Retail investors have significantly ramped up their stock purchases, particularly in Nasdaq 100 stocks. According to Goldman Sachs Investment Research, net retail inflows into Nasdaq 100 stocks have surged to 0.1% of market capitalization, marking the highest level in over a year. This sharp rise highlights the growing influence of individual investors in the stock market.
Retail Flows Have Doubled in Weeks
The chart shows a parabolic increase in retail net inflows, especially in early 2025, with cumulative flows into Nasdaq 100 stocks rising sharply. In just a few weeks, retail flows have doubled, reflecting unprecedented buying activity.
Record-High Sentiment Among Retail Investors
Retail enthusiasm is at an all-time high. JPMorgan’s retail investor sentiment score has hit 4 points, surpassing the 2021 meme stock mania peak by 1 point. This suggests extreme bullishness, with individual traders betting heavily on further market gains.

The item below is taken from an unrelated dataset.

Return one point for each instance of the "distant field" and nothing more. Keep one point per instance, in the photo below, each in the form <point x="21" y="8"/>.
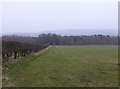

Tesla and Nvidia Are the Top Picks
Among the stocks attracting the most attention, Tesla ($TSLA) and Nvidia ($NVDA) lead the way as the most popular buys among retail investors. Their dominance signals strong investor confidence in the AI, semiconductor, and EV sectors.
With retail money flooding the markets at record levels, the key question remains: Will this buying spree continue to fuel a rally, or is the market entering another speculative bubble like in 2021?